Vergaberecht als entwicklungspolitisches Instrument der Korruptionsbekämpfung in den Staaten Subsahara-Afrikas
Unter welchen Bedingungen können Vergaberechtssysteme als Instrument der Korruptionsbekämpfung in afrikanischen Staaten implementiert werden?

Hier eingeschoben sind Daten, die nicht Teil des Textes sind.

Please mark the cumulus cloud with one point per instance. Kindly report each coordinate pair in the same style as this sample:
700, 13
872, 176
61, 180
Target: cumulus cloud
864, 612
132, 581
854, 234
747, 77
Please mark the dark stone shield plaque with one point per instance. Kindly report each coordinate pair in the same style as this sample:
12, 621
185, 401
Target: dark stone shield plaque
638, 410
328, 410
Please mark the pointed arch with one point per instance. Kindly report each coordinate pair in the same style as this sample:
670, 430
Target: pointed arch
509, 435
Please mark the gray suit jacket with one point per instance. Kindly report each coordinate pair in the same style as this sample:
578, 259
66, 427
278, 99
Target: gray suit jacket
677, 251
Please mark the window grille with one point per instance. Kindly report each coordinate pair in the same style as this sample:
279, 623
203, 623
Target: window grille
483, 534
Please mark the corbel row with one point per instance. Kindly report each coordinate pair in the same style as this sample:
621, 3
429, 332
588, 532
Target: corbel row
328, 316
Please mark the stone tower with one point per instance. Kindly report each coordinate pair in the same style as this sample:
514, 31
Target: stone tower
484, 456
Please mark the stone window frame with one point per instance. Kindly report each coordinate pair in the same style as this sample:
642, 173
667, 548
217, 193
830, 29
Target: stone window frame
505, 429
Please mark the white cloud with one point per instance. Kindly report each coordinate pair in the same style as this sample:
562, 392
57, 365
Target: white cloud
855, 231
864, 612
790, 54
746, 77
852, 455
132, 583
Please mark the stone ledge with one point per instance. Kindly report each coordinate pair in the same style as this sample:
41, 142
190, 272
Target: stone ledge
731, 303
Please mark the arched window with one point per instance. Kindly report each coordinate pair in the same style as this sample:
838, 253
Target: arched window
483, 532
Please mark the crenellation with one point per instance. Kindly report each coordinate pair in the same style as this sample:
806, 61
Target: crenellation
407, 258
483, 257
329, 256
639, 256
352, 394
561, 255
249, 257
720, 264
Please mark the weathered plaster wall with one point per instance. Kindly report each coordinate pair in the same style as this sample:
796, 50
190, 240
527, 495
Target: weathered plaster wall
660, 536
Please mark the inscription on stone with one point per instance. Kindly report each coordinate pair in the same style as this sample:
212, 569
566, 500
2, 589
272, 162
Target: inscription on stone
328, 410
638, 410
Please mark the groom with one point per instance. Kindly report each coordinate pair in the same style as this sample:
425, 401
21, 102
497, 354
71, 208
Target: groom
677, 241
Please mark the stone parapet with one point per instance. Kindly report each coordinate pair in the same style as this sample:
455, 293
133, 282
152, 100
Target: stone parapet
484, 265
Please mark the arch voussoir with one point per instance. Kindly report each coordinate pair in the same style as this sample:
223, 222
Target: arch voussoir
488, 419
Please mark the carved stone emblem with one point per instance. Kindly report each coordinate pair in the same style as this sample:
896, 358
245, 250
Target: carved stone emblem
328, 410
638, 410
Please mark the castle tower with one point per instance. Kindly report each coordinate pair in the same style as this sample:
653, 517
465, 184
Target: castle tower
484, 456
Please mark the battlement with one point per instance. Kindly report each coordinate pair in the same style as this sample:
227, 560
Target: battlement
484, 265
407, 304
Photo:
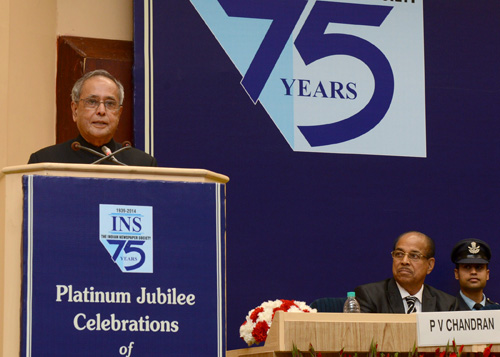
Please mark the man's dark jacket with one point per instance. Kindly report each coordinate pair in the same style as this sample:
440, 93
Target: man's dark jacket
64, 153
384, 297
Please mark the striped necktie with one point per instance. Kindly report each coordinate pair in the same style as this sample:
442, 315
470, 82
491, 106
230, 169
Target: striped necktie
410, 301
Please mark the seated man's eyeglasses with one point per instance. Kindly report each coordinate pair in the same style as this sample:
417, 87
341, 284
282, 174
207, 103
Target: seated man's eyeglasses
93, 103
414, 256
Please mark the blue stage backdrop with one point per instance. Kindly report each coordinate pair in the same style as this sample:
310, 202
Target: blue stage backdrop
123, 268
341, 125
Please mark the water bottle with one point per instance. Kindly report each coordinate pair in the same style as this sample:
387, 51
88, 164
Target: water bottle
351, 304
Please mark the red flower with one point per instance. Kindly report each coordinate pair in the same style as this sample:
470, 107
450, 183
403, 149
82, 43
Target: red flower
487, 351
260, 331
255, 314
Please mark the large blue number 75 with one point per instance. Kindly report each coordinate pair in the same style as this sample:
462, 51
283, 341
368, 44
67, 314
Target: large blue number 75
313, 44
128, 247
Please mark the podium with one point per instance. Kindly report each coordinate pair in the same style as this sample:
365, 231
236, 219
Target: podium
111, 260
329, 333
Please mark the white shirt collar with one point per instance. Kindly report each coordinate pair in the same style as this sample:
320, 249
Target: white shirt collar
470, 303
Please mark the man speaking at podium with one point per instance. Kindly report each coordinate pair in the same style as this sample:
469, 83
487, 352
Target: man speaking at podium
412, 260
96, 104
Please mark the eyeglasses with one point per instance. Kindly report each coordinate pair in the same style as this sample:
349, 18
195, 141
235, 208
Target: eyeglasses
414, 256
94, 103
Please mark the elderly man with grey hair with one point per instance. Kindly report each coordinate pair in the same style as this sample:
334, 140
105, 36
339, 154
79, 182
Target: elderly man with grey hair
96, 104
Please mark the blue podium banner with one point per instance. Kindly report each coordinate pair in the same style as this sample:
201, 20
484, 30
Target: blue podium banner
118, 267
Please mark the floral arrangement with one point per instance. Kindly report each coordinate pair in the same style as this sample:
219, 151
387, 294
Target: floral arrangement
450, 351
258, 321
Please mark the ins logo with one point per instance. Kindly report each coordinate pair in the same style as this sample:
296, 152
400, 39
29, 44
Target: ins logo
126, 234
313, 44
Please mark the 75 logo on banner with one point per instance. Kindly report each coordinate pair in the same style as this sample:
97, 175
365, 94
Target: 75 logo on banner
127, 234
335, 76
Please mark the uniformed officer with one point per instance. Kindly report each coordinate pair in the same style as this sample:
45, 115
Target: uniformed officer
471, 258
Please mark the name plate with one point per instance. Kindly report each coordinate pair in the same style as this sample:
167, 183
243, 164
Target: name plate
465, 327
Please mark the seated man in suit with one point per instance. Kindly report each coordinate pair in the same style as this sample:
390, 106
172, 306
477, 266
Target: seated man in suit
471, 258
97, 100
412, 260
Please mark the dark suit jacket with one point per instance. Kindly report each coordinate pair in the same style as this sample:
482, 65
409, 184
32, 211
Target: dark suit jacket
462, 306
384, 297
63, 153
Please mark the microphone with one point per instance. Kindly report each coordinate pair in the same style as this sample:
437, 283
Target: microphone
107, 151
109, 155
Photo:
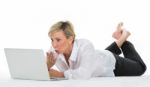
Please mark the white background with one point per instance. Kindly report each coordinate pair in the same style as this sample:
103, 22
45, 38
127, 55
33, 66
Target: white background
25, 23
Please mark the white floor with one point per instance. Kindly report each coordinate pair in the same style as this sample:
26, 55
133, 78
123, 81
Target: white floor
142, 81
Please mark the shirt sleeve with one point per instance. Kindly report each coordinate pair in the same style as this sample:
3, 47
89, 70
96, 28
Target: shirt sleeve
85, 69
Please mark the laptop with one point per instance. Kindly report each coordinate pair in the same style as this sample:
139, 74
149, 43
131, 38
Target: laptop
27, 64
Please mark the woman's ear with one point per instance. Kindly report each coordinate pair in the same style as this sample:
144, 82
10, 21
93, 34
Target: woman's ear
70, 39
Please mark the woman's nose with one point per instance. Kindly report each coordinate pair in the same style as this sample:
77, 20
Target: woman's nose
54, 45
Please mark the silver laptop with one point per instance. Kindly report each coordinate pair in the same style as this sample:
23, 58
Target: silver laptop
27, 64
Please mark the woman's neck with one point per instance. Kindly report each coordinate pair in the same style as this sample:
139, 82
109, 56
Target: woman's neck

Um diese Frage zu bentworten, fertigt Prof. Markus Kaltenborn vom Lehrstuhl für Öffentliches Recht der Universität Bochum eine rechtsvergleichende Analyse unter Würdigung des soziokulturellen Rahmens an. Die politischen und volkswirtschaftlichen Probleme, die den Entwicklungsländern Subsahara-Afrikas durch staatliche Korruption entstehen, sind zuletzt stärker in den Blick der bilateralen und multilateralen Entwicklungszusammenarbeit geraten. Angesichts der mit Korruption einhergehenden Rechtsunsicherheit und Wettbewerbsverzerrung, die sich letztlich auch negativ auf das Engagement ausländischer Investoren auswirkt, fordern auf dem Gebiet der Entwicklungszusammenarbeit tätige internationale Organisationen wie Weltbank, IWF oder OECD von den afrikanischen Partnerländer verstärkte Bemühungen um eine effektive Korruptionsbekämpfung als Element einer umfassenden „good governance“-Konzeption. Den Staaten steht dabei neben dem Strafrecht vor allem auch das Recht der öffentlichen Auftragsvergabe als wichtiges Instrument im Kampf gegen die Korruption zur Verfügung. Gleichwohl wurden nicht alle Erwartungen erfüllt, die an die in den vergangenen Jahren vielfach neu implementierten Vergaberechtssysteme gestellt wurden.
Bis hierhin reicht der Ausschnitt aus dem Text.